外来・入院・デイケアでは積極的にひきこもりの治療を行っています。まずは外来受診をお勧めいたします。ご家族との関係を調整する必要がある場合、あるいはうつなどの症状が重くケアが必要になる場合は入院をお勧めします。デイケアは社会との接点を取り戻すために非常に有効な方法です。規則正しい生活リズム、失われた人間関係を安全な環境でもう一度取り戻しましょう。当院デイケア利用中の方に限られますが、家族会を通じてご家族のサポートを行っています。
ご当人が受診できず、家族・関係者の方のみの相談をご希望される場合は関連の相談機関であるこころのドア船橋をご紹介いたします。
次に斎藤環医師によるひきこもりについての論説をお読みください。
青少年の社会的ひきこもりについて
「社会的ひきこもり」とは 斎藤環 (爽風会佐々木病院 診療部長)
2000年2月に発覚した新潟県柏崎市の少女監禁事件では、37歳の容疑者が十数年余におよぶ「ひきこもり」状態にあったと報じられた。高校卒業後、数ヶ月間就労したものの些細なきっかけで退職した彼は、以後まったく就労せず、自室にこもりきりの生活を送っていたと言われる。うまが合わない高齢の父親は施設に預け、保険の外交員として働く母親を奴隷のように使役し、気に入らないと家庭内暴力をふるう。容疑者は父親の死後、母親と監禁していた少女以外には友人もおらず、誰とも対人関係を結ばずに生活していた。

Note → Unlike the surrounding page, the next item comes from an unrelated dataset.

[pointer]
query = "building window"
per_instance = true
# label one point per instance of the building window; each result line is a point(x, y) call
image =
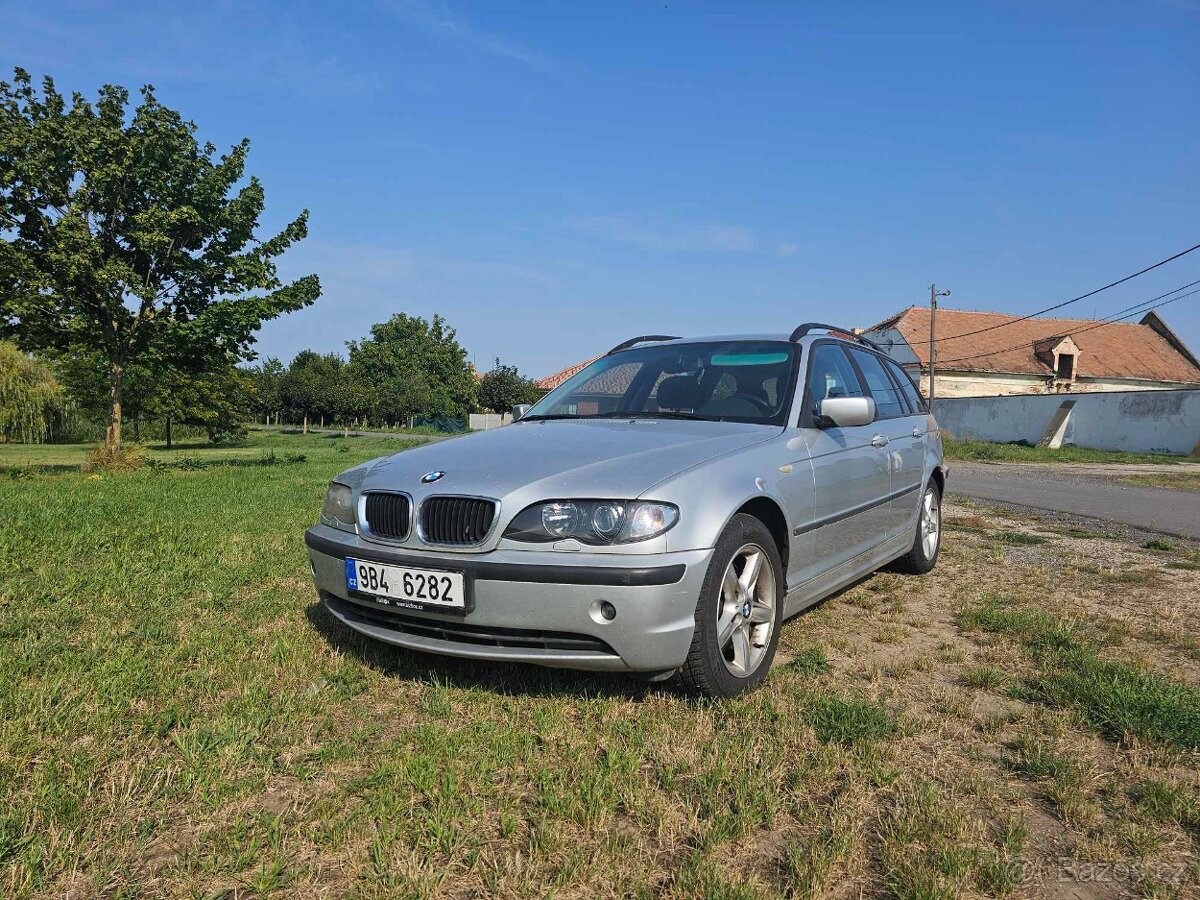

思春期・青年期の精神医学領域で、近年こうした問題行動としての「ひきこもり」が取り上げられることが多くなった。ほぼ同義語として「閉じこもり」「アパシー」「非分裂病性ひきこもり」「無気力症」などがあるが、いまだ正式な呼称は存在しない。私は著書中で「社会的ひきこもり」という言葉を用いたが、これはアメリカ精神医学会の編纂した診断と統計のためのマニュアル「DSM-IV」の中で、 "social withdrawal"と呼ばれる症状名の直訳である。DSM-IVの普及率や、比較的ニュートラルな名称なので受容されやすいと考えて採用した。どのように呼ぶにせよ、この概念の普及のためには、呼称のレヴェルでの統一が待たれるところではある。
「社会的ひきこもり」は診断名ではない。これを臨床単位とみなすことは出来ない。それは「不登校」が臨床単位ではないのとほぼ同じ理由からである。それは一つの状態像であり、問題群である。精神医学の中で類似の概念を見つけるなら、「アルコール関連性障害」がもっともこれに近い。これは「アルコール」をめぐって生ずる依存症、臓器障害、暴力、交通事故などといった、精神・身体・社会など複数の領域にまたがる諸問題の総称である。私の考える「社会的ひきこもり」の問題は、「ひきこもり関連性障害」として理解することが、さしあたり最も正確であるように思われる。